Considerações finais
Concluímos que na narrativa, The Sacrificial Egg, há uma forte presença da
descolonização, permeando o texto em forma de binarismos.
Os binarismos são as ambivalências que deflagram os dois lados de uma mesma moeda. Assim, vimos alguns binarismos, antíteses e paradoxos que comprovam
esse mundo dividido em dois, no texto de Achebe, mundo este representando Inglaterra (colonizadora) e a Nigéria (colonizada). Essas relações dicotômicas nos revelaram o hibridismo do texto pós-colonial, refletindo no setting e nas personagens; não
há frase mais ambígua, ambivalente, paradoxal do que a de Ma, quando diz que somente pelo poder de Jeová tudo aquilo iria acabar,aquilo no caso, seria a ação de Kitkpa, o
deus da varíola. Através dos binarismos Achebe mostra a constante visão de inferioridade a qual o Império britânico reconhece nos povos colonizados, seja através da
superioridade de língua (Inglês/Ibo), sistema corporativo (escambo/compra e venda)
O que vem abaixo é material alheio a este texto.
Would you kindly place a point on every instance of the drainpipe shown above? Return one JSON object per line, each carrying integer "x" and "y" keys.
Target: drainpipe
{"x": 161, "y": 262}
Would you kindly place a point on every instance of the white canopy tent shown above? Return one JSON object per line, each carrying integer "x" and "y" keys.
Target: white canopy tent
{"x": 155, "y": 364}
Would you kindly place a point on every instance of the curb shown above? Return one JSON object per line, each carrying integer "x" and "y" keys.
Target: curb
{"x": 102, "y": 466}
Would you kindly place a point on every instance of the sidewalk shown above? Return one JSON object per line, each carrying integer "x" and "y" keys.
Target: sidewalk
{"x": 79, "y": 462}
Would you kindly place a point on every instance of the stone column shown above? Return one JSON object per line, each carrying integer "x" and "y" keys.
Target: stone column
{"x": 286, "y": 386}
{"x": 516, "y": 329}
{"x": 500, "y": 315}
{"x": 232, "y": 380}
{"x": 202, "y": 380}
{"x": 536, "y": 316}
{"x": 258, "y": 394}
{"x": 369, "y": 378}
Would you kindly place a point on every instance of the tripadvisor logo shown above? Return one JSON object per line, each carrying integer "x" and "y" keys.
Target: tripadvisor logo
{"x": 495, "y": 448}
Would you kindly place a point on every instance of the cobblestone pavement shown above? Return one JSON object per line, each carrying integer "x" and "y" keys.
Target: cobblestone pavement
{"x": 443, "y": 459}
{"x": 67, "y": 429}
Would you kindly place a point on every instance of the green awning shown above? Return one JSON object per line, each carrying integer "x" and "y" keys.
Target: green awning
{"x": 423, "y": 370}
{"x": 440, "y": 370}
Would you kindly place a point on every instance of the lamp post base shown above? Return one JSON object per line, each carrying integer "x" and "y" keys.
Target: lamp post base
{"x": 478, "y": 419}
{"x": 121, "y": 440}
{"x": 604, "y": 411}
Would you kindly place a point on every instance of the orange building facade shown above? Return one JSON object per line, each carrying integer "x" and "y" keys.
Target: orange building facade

ou teológico (Jeová/ Kitikpa).
Concluímos que Achebe é, sem dúvida, um dos grandes autores pós-coloniais que
se utiliza dos elementos dicotomicos (binarismos) para fazer de seu conto um elemento
de contra-ataque a hegemonia europeia, tão próprios das narrativas de resistência.
ABSTRACT
COLONIAL BINARISM IN CHINUAACHEBE
The analysis is on the short story The Sacrificial Egg in English Language, (1962) by
Chinua Achebe. This Nigerian author is renowned by his nationalistic and resistance
narratives. The focus of our reading will be on the unveiling of dichotomies such as:
subject/object, margin/center, dominant/dominated, colony/metropolis, ugly/beautiful,
Pagan/Christian etc., common in Achebe’s. Thus, these binaries will be analyzed on
the short story, which permeates the entire division of the protagonist Julius Obi
between his native beliefs and his colonial education.
Keywords: Binarism. English Literature. Post colonialism.